22Der Umstand, daß Dr. W. erklärt hat, eine gesunde Achillessehne könne ohne Einwirkung von außen nicht reißen, stellt die gutachterliche Würdigung nicht in Frage. Im vorliegenden Zusammenhang geht es um einen Beamten, der am Unfalltag das 30. Lebensjahr vollendet hatte und bei dem im Hinblick auf das Alter und eine anhaltende sportliche Betätigung nicht ausgeschlossen werden kann, daß am Unfalltag morphologisch faßbare Veränderungen - Granulationsgewebe, Narbengewebe, Verkalkungen und Verknöcherungen - bestanden, die nach den Angaben des Dr. W. nach Auffassung vieler Experten durch wiederholte Mikrorupturen (kleinste inkomplette Zerreißungen der Sehne) entstehen und die Faserstabilität der Sehne so beeinträchtigen, daß z.B. Bagatellverletzungen letztlich zur vollständigen Zerreißung führen. Weil die bei der Operation entnommene Gewebeprobe nach der nachvollziehbaren Würdigung des sachverständigen Zeugen Dr. W. nicht hinreichend aussagekräftig ist und nach den Umständen des vorliegenden Falles die Sehne im Bereich der Rißstelle möglicherweise über das altersentsprechende Maß hinaus nachteilig verändert war, ist der Nachweis der Kausalität nicht geführt. Die mangelnde Aufklärbarkeit des Sachverhalts geht nach der ständigen Rechtsprechung zur Beweislast im Dienstunfallrecht zum Nachteil des Klägers.

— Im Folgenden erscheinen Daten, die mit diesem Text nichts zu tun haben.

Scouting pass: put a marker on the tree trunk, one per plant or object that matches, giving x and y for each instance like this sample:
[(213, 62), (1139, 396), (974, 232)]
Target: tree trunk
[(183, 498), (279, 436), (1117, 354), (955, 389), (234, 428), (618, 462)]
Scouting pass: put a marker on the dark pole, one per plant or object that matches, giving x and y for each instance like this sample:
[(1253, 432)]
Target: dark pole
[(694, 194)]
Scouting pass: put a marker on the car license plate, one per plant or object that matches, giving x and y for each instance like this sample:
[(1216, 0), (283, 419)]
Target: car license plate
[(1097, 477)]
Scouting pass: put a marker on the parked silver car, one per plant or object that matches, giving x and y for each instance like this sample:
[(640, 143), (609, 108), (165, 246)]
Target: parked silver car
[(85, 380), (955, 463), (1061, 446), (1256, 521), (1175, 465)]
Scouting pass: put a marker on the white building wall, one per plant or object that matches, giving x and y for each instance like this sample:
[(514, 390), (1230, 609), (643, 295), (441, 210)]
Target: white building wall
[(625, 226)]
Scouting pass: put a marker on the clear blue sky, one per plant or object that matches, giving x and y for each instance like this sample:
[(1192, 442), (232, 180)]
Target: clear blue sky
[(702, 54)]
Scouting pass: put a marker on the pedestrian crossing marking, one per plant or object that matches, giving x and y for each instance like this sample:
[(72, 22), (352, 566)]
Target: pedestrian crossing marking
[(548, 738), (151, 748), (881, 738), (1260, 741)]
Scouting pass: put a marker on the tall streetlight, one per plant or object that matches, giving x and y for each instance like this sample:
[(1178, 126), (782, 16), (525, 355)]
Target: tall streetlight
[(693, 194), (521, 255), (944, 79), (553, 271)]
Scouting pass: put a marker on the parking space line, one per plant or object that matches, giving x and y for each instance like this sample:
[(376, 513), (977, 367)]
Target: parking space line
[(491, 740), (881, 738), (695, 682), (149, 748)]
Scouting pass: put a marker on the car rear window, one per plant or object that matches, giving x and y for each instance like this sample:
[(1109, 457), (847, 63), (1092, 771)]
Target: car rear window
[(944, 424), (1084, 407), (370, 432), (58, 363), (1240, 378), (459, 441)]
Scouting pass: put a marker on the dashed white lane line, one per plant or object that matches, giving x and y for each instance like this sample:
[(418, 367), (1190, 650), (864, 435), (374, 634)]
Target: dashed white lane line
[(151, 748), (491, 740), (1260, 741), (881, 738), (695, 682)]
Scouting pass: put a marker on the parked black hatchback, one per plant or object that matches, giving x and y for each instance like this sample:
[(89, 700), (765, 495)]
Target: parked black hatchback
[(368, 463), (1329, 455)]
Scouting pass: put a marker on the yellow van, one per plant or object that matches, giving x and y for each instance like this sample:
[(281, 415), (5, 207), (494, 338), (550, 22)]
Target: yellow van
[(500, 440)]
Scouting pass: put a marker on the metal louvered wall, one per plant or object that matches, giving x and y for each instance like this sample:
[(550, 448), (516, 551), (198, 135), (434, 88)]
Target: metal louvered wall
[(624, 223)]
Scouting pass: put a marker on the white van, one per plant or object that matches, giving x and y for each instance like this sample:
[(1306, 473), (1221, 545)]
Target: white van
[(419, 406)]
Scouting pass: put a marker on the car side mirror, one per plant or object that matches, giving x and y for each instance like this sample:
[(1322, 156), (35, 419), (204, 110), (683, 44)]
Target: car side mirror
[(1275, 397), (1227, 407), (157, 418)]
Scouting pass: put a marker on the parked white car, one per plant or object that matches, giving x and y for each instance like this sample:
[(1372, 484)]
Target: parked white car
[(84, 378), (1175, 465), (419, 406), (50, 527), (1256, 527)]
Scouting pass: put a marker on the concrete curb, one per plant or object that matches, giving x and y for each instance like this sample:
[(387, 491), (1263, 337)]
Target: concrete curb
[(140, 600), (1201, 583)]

23OVG NW, Urteil vom 23. November 1994 - 6 A 2621/93 -, Schütz, a.a.O., ES/C II 3.1 Nr. 54. Zu den Anforderungen an die Kausalität übereinstimmend Baden- Württembergischer Verwaltungsgerichtshof, Urteil vom 18. Oktober 1994 - 4 S 2339/93 -.
24Der Senat sieht keine Möglichkeiten zur weiteren Aufklärung des Sachverhalts. Daß der Chirurg Dr. C. , der beim Kläger die Achillessehnenoperation durchgeführt hat, hinreichend sichere Angaben zum Zustand des Gewebes machen kann, erscheint dem Senat ausgeschlossen, weil im Vordergrund seiner Bemühungen die Naht stand. Der Operationsbericht vom April 19 über den am April 19 durchgeführten Eingriff enthält keine Angaben zur Histologie. Es ist nichts dafür ersichtlich, daß der vom Kläger vorgeschlagene Orthopäde Dr. T. über Erkenntnismöglichkeiten verfügt, die denen des Dr. W. überlegen wären. Der Hinweis des Klägers, der vorgeschlagene Sachverständige sei orthopädischer Spezialist für Knie- und Knöchelverletzungen und genieße einen überregional angesehenen Ruf, ändert nichts daran, daß auch dieser Arzt auf Tatsachengrundlagen angewiesen ist, die nachträglich nicht mehr gewonnen werden können. Dies gilt vor allem für eine Gewebeprobe, die weitere Teile der Achillessehne umfaßt.
25Die Kostenentscheidung beruht auf § 154 Abs. 2 VwGO, die Entscheidung über die vorläufige Vollstreckbarkeit auf § 167 VwGO i.V.m. §§ 708 Nr. 10, 711 der Zivilprozeßordnung.
26Die Revision ist nicht zuzulassen, weil die Voraussetzungen des § 132 Abs. 2 VwGO und des § 127 des Beamtenrechtsrahmengesetzes hierfür nicht gegeben sind.
27Die Streitwertfestsetzung folgt aus § 13 Abs. 1 Satz 2 des Gerichtskostengesetzes.